1. Technical Field
The invention relates to an oscillator configured by mounting a resonator and a semiconductor device on a substrate. Further, the invention relates to an electronic apparatus, a moving object, and so on using such an oscillator.
2. Related Art
For example, in some cases, a quartz crystal oscillator is configured by mounting a quartz crystal resonator and a semiconductor device (IC) on a substrate. In such a quartz crystal oscillator, in some cases, the characteristic of the quartz crystal resonator is improved by overdriving the quartz crystal resonator, or the quartz crystal resonator is connected to an external measurement device to check the characteristic using two monitor terminals connected to the quartz crystal resonator prior to mounting the IC. Therefore, in general, the wiring pattern connecting the quartz crystal resonator and the monitor terminals is elongated, and becomes easy to be affected by an external noise such as a noise from a digital circuit. As a result, there is a problem that the oscillation frequency is shifted from a preset value, or a phase distortion is generated.

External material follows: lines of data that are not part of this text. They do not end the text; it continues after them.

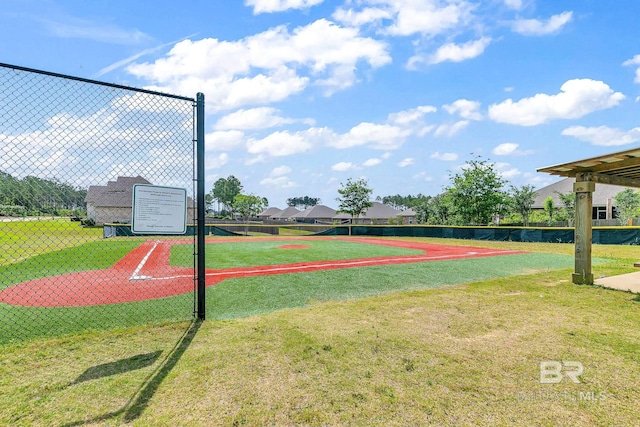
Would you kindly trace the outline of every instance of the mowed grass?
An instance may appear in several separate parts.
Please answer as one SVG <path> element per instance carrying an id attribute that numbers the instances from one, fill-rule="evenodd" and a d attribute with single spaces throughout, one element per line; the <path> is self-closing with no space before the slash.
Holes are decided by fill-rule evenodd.
<path id="1" fill-rule="evenodd" d="M 632 271 L 640 248 L 594 255 L 608 276 Z M 572 269 L 544 267 L 550 259 L 497 278 L 466 265 L 456 274 L 480 278 L 457 286 L 5 346 L 0 424 L 636 425 L 640 303 L 573 285 Z M 582 363 L 581 382 L 542 384 L 548 360 Z"/>
<path id="2" fill-rule="evenodd" d="M 286 248 L 286 246 L 304 246 Z M 283 248 L 283 246 L 285 246 Z M 174 245 L 171 248 L 171 265 L 188 267 L 193 265 L 188 254 L 190 245 Z M 424 251 L 397 248 L 345 240 L 272 240 L 209 243 L 205 248 L 208 269 L 252 267 L 258 265 L 293 264 L 327 260 L 374 258 L 382 256 L 420 255 Z"/>
<path id="3" fill-rule="evenodd" d="M 0 266 L 102 238 L 102 228 L 68 218 L 0 222 Z"/>

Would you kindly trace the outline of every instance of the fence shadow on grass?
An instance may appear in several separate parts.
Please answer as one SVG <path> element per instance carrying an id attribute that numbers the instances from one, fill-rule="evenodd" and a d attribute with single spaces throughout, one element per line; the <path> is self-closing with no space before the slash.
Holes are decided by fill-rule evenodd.
<path id="1" fill-rule="evenodd" d="M 92 366 L 80 374 L 70 385 L 146 368 L 156 363 L 161 354 L 162 350 L 158 350 L 153 353 L 137 354 L 115 362 Z"/>
<path id="2" fill-rule="evenodd" d="M 171 349 L 162 363 L 152 373 L 149 374 L 149 376 L 145 379 L 145 381 L 143 381 L 142 384 L 140 384 L 140 387 L 138 387 L 129 401 L 122 408 L 117 411 L 109 412 L 107 414 L 103 414 L 91 419 L 70 422 L 64 424 L 63 426 L 73 427 L 86 424 L 94 424 L 100 421 L 107 421 L 121 416 L 122 421 L 128 423 L 140 417 L 140 415 L 142 415 L 144 410 L 149 405 L 149 402 L 155 395 L 160 384 L 162 384 L 173 367 L 178 363 L 184 352 L 189 348 L 189 345 L 191 345 L 191 342 L 200 329 L 201 324 L 201 321 L 194 321 L 189 325 L 189 327 L 184 331 L 182 336 L 178 339 L 175 346 Z M 137 366 L 134 369 L 140 369 L 144 366 L 150 366 L 158 359 L 160 353 L 161 351 L 157 351 L 153 353 L 138 355 L 134 356 L 133 358 L 124 359 L 122 361 L 89 368 L 87 371 L 81 374 L 72 384 L 76 384 L 81 381 L 87 381 L 88 379 L 102 378 L 117 373 L 128 372 L 132 370 L 132 366 Z M 136 359 L 135 361 L 133 360 L 134 358 Z M 132 361 L 133 365 L 131 363 Z"/>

As a related-art technology, in JP-A-2012-186784 (paragraphs 0021-0022, FIG. 1) (Document 1), there is disclosed a quartz crystal oscillation device having a semiconductor package and a quartz crystal resonator mounted on a wiring board. The semiconductor package is provided with a first external terminal and a second external terminal used for connecting the quartz crystal resonator. On the wiring board, there are formed a first wiring pattern extending from the first external terminal and connected to one end of the quartz crystal resonator, and a second wiring pattern extending from the second external terminal in roughly the same direction as the first wiring pattern and connected to the other end of the quartz crystal resonator.
Further, on the wiring board, there is formed a third wiring pattern disposed in an area between the first wiring pattern and the second wiring pattern, and electrically connected to a ground power supply voltage. Thus, it becomes possible to reduce the pin-to-pin parasitic capacitance between the first external terminal and the second external terminal, and to reduce the pin-to-pin coupling noise. As a result, it is possible to satisfy the requirement of reduction of the parasitic capacitance and improvement of noise immunity.
However, in Document 1, the first wiring pattern and the second wiring pattern for connecting the quartz crystal resonator and the first and second external terminals extend in roughly the same direction to be elongated, and at the same time, the third wiring pattern connected electrically to the ground power supply voltage is formed between the first and second wiring patterns. Therefore, since the parasitic capacitance between the quartz crystal resonator and the ground wiring pattern increases, and the variable range of the oscillation frequency is narrowed due to the influence thereof, the characteristic of the oscillator is limited.
Further, Document 1 discloses the improvement of the noise immunity of the first external terminal and the second external terminal to be connected to the quartz crystal resonator, but does not particularly disclose the improvement of the noise immunity of other terminals.